ある地域では第1層、第2層は小学校区だけど、やっていくうちに小学校区でも広すぎるから自治会ごとに第3層を作ろうという協議も始まっています。すごいですよね。自主的に気づいて「小学校区でもやっぱり広い。自治会ごとで勉強会をやって第3層を作っていこう」と。
新興住宅地の桃の丘団地では、協議体の構成員が中心となりながら地域の支え合いマップを作っていこうという活動も出てきています。
甲西落合地区というところでは、買い物で困っている人がいるから、社協のバスを借りて買い物ツアーを開催することに。これもアンケート調査をしっかりやった結果です。
このような形で1層、2層の協議体作りがどんどん進んでいます。
これはプロセスではありませんが、協議体選出の留意点です。
これまでお伝えしたのは、1層から2層づくりに落ちていきましたけど、2層から1層に上げていく方法もあります。

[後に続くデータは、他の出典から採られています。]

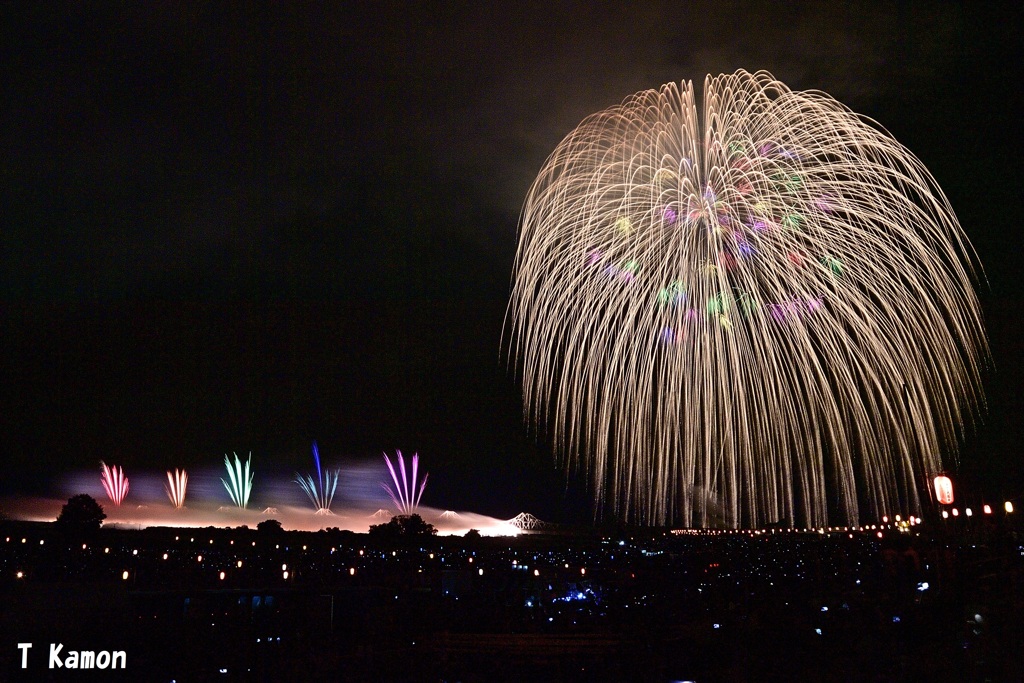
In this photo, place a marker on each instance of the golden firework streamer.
(762, 313)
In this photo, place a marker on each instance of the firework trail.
(176, 484)
(115, 482)
(404, 495)
(765, 312)
(320, 491)
(241, 480)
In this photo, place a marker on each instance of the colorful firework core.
(761, 313)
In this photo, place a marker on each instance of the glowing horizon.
(764, 312)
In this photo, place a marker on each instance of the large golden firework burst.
(762, 313)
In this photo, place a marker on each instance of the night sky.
(228, 227)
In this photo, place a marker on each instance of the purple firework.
(404, 494)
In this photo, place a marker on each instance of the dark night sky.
(232, 228)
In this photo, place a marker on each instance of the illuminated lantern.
(943, 489)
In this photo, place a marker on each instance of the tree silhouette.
(81, 514)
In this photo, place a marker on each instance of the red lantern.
(943, 489)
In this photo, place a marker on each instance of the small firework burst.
(321, 491)
(115, 482)
(176, 483)
(404, 494)
(241, 480)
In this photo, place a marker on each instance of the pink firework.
(404, 494)
(176, 483)
(115, 482)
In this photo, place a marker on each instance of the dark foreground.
(835, 606)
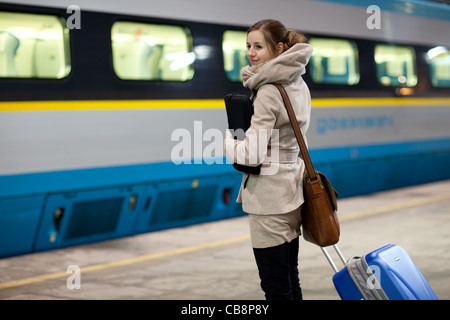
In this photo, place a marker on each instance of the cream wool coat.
(278, 189)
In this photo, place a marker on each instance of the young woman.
(273, 199)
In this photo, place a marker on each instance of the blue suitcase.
(387, 273)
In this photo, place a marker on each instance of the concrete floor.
(214, 261)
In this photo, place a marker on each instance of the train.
(112, 113)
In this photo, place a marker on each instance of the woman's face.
(257, 49)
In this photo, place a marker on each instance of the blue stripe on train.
(43, 211)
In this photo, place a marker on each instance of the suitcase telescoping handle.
(330, 260)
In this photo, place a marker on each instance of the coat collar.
(287, 67)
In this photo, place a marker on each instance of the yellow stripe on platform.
(95, 105)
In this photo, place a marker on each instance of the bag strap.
(297, 131)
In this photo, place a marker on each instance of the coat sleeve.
(253, 149)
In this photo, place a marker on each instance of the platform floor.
(214, 261)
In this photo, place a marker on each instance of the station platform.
(214, 261)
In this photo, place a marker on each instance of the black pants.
(278, 271)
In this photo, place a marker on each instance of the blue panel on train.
(19, 220)
(85, 216)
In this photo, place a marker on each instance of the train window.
(234, 54)
(33, 46)
(334, 61)
(395, 65)
(143, 51)
(439, 60)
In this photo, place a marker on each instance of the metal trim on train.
(87, 157)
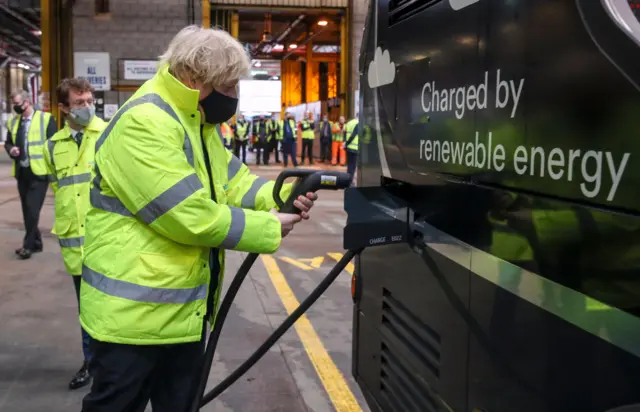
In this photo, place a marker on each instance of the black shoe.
(82, 377)
(24, 253)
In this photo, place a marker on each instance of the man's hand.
(305, 203)
(288, 220)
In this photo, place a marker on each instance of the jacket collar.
(183, 97)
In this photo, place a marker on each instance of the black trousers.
(241, 145)
(127, 377)
(86, 339)
(32, 190)
(274, 148)
(307, 147)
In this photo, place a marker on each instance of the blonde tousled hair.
(209, 55)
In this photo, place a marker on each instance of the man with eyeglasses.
(69, 157)
(25, 143)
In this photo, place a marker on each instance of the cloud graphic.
(381, 69)
(461, 4)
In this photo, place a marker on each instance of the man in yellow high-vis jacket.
(307, 126)
(167, 201)
(69, 157)
(25, 143)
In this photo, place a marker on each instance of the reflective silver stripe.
(236, 229)
(188, 149)
(51, 145)
(42, 127)
(138, 293)
(71, 241)
(233, 167)
(169, 199)
(249, 198)
(70, 180)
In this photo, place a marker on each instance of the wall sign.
(140, 69)
(94, 67)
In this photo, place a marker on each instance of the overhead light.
(266, 36)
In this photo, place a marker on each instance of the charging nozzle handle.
(309, 181)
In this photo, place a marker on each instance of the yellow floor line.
(337, 256)
(332, 379)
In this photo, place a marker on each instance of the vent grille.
(403, 390)
(408, 346)
(410, 334)
(400, 10)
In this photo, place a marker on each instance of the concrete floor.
(40, 338)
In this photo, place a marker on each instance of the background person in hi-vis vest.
(167, 201)
(69, 156)
(25, 144)
(351, 132)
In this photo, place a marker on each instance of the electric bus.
(508, 128)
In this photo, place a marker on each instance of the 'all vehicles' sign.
(94, 67)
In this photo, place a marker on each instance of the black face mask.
(218, 108)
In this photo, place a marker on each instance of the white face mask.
(82, 115)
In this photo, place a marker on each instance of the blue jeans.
(289, 148)
(77, 280)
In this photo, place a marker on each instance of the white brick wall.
(138, 29)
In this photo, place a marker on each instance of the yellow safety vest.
(280, 133)
(348, 130)
(153, 222)
(36, 136)
(309, 133)
(273, 126)
(70, 172)
(336, 132)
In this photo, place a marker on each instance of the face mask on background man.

これが地域の実情に応じてやってくださいということです。
一つのプロセス例示なので同じようにやりましょうということではないのですが、社協と行政の勉強会をきちんとやらないで住民ワークショップをやると「なんで俺たちにこんなことやらせるのか」「行政がやればいいんだ」と必ずなってきますので、一つの目安としてこんなプロセスで進んでいるところは比較的スムーズに進んでいます。
ちょうど今このプロセスを使いながら幾つかの自治体で進めているのですが、1年経つとコーディネーターと協議体2層設置くらいまではスムーズに動いていくということになってきます。
私の方では、地域支援事業の理解と生活支援コーディネーターと協議体の役割、プロセスをどう進めていくかという点でお話しさせていただきました。